One year after President Obama's landmark health care reforms became law, Republicans are standing in opposition to the changes as ferociously as ever.
GOP leaders, in addition to enthusiastic freshmen Republicans swept into office on a wave of health care opposition, are promising to continue to pull the reforms apart. But the larger message from Republican leaders is clear: Vote for us again in 2012, and we'll be sure to get the job done and repeal it once and for all.
House Speaker John Boehner and Senate Republican Leader Mitch McConnell published an op-ed in the Cincinnati Enquirer today charging that Democrats broke their promises with respect to health care.
The op-ed recalls former House Speaker Nancy Pelosi's now-infamous quote, "We have to pass the bill so that you can find out what is in it, away from the fog of controversy." A year later, Boehner and McConnell write, there are "many harmful unintended consequences Americans are stuck with now that 'fog of controversy' has lifted." They tear the bill apart over what they say is its impact on health care costs, the burden it places on businesses and the changes it will force some to make to their health care plans.
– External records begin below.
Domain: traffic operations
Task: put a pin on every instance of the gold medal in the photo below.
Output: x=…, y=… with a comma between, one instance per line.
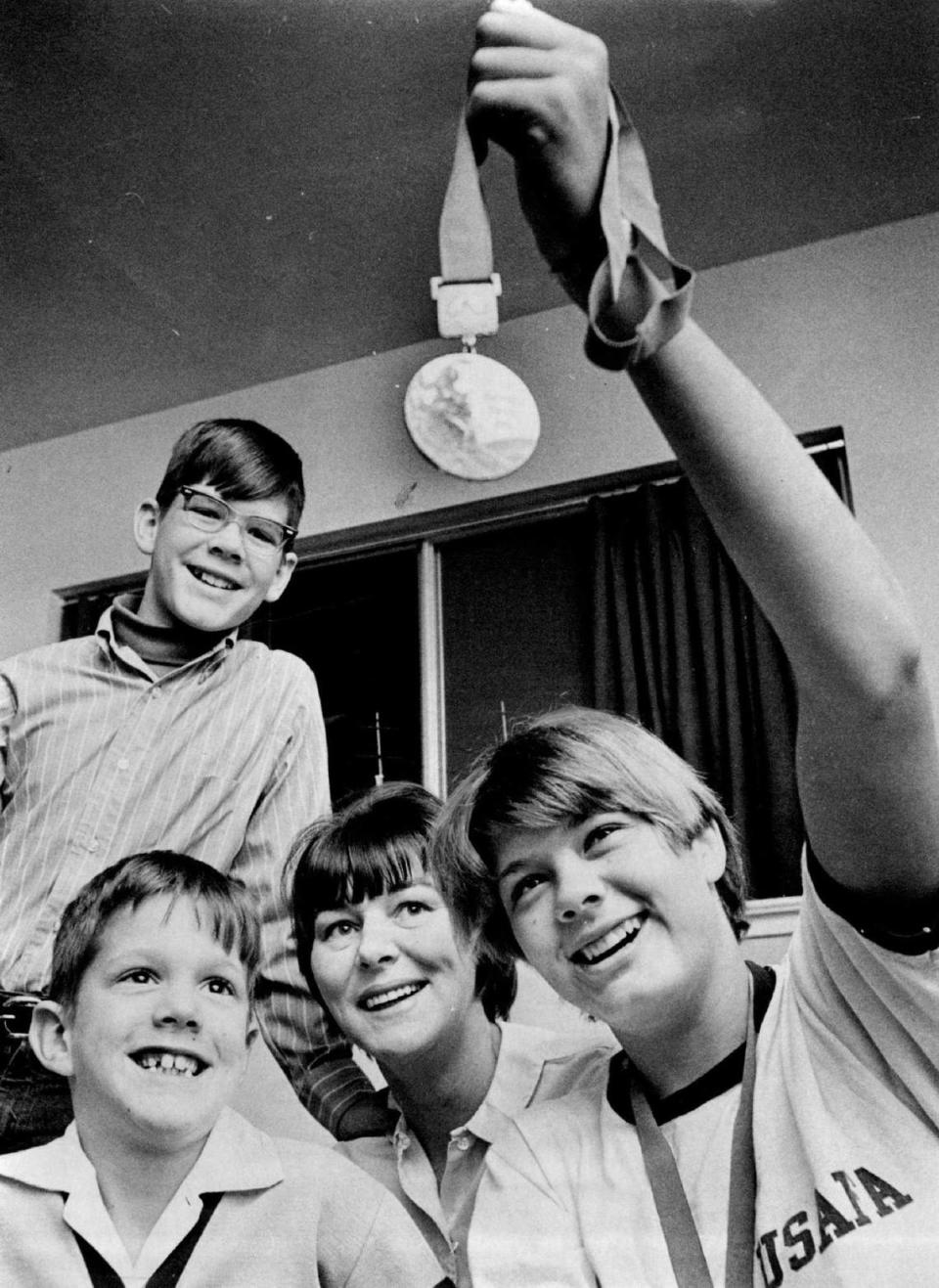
x=471, y=417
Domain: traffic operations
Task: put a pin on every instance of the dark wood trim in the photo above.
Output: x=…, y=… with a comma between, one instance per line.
x=455, y=520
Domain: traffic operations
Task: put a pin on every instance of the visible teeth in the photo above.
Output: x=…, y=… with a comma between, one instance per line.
x=393, y=995
x=167, y=1061
x=210, y=580
x=616, y=938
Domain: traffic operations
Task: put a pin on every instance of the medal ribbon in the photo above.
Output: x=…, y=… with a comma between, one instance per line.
x=682, y=1238
x=467, y=289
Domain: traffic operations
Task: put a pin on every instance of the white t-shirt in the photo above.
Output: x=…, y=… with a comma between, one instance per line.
x=846, y=1138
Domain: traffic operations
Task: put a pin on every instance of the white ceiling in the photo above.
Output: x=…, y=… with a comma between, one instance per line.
x=202, y=195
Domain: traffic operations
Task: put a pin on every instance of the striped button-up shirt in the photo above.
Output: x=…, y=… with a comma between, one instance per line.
x=223, y=759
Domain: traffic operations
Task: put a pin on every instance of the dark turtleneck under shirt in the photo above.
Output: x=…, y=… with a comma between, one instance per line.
x=162, y=648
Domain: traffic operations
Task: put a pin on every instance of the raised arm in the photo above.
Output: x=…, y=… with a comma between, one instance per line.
x=867, y=764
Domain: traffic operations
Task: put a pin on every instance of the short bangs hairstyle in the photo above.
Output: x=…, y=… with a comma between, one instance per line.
x=241, y=459
x=219, y=901
x=559, y=769
x=370, y=848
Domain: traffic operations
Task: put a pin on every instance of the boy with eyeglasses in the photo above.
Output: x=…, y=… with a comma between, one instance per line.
x=157, y=1181
x=166, y=731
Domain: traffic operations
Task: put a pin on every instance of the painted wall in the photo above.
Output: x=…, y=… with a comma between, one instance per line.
x=836, y=333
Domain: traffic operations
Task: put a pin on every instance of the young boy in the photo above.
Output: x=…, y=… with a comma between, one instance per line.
x=163, y=730
x=156, y=1180
x=772, y=1128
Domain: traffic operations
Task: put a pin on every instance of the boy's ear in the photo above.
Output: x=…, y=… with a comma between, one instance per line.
x=281, y=578
x=51, y=1039
x=710, y=852
x=146, y=525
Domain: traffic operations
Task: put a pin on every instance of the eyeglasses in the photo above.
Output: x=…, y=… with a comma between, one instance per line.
x=211, y=514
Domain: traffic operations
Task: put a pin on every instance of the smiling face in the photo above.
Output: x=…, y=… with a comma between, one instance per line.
x=158, y=1036
x=207, y=581
x=614, y=918
x=393, y=972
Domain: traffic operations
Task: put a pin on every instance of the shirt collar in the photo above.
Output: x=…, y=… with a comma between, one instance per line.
x=236, y=1157
x=110, y=644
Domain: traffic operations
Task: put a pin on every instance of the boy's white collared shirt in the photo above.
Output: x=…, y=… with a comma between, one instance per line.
x=224, y=1165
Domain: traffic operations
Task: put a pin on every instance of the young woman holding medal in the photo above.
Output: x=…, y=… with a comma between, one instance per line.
x=382, y=955
x=759, y=1126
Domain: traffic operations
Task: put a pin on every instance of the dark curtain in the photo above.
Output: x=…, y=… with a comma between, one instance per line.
x=680, y=644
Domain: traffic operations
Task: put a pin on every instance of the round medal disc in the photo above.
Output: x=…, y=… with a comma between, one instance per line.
x=471, y=417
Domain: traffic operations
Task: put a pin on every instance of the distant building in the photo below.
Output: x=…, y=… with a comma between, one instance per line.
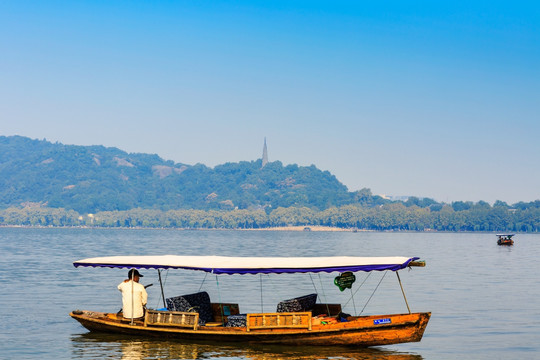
x=265, y=154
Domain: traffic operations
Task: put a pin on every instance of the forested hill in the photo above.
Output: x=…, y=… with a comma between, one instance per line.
x=89, y=179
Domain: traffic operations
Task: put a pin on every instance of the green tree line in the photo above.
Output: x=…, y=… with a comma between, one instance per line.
x=398, y=216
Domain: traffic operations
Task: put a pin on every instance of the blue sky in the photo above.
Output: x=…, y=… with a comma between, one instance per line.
x=427, y=98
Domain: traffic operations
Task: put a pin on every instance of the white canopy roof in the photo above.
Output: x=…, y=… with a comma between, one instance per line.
x=250, y=265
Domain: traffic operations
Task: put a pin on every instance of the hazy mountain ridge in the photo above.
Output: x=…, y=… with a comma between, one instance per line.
x=98, y=178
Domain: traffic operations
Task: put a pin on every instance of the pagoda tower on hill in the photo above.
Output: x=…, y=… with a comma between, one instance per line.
x=265, y=154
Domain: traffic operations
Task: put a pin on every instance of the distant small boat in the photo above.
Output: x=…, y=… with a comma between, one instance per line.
x=505, y=239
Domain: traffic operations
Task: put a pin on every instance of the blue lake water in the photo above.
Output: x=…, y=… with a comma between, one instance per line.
x=484, y=298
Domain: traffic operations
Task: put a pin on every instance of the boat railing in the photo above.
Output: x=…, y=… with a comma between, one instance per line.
x=298, y=320
x=171, y=318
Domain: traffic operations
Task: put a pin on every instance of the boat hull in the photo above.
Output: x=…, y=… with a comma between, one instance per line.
x=361, y=331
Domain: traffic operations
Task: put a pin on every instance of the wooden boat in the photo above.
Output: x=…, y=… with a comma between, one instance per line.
x=322, y=324
x=505, y=239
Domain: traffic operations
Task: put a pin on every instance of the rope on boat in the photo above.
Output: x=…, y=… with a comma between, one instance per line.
x=354, y=305
x=200, y=287
x=368, y=274
x=260, y=279
x=373, y=293
x=219, y=296
x=324, y=294
x=162, y=286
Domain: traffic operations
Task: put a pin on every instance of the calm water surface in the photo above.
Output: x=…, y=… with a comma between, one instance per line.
x=484, y=298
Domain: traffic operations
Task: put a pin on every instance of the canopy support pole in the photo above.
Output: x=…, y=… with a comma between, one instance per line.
x=262, y=307
x=161, y=286
x=403, y=292
x=132, y=294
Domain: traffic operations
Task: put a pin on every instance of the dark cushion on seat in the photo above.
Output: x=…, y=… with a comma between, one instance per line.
x=302, y=303
x=198, y=302
x=239, y=320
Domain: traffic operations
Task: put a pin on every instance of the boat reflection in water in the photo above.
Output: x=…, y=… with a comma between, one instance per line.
x=101, y=345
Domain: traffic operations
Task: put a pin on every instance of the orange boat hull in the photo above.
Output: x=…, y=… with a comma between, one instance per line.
x=363, y=331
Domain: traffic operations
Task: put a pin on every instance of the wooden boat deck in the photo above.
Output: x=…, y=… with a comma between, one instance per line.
x=360, y=331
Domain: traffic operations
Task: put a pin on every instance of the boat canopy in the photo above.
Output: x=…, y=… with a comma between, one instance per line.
x=251, y=265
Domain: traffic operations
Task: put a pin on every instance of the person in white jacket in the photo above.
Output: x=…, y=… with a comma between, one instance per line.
x=134, y=296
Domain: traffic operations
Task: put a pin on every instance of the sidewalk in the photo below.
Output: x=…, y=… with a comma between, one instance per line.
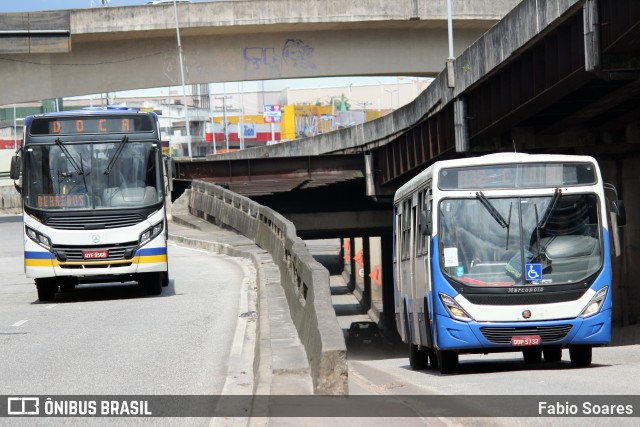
x=280, y=361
Boehner made the same criticisms in a video released yesterday in which he says, "If there's a constant in the story of ObamaCare, it's broken promises."
For all of the law's shortcomings, "a more fundamental promise was broken when this government takeover of health care was pushed through," Boehner said. "That day, that week, the people said one thing, and their government did another."
The speaker highlighted the GOP-led House vote to repeal the health care plan and promised more votes and hearings in the coming weeks to "take this law apart, step by step."
McConnell released his own video in which he said, "Republicans in Congress heard you," though he ignores the fact that attempts to peel back the law have been obstructed in the Senate, where Democrats are still in charge. "We need to keep making your voices heard as we fight to repeal this law and replace it with common sense reforms," he continued.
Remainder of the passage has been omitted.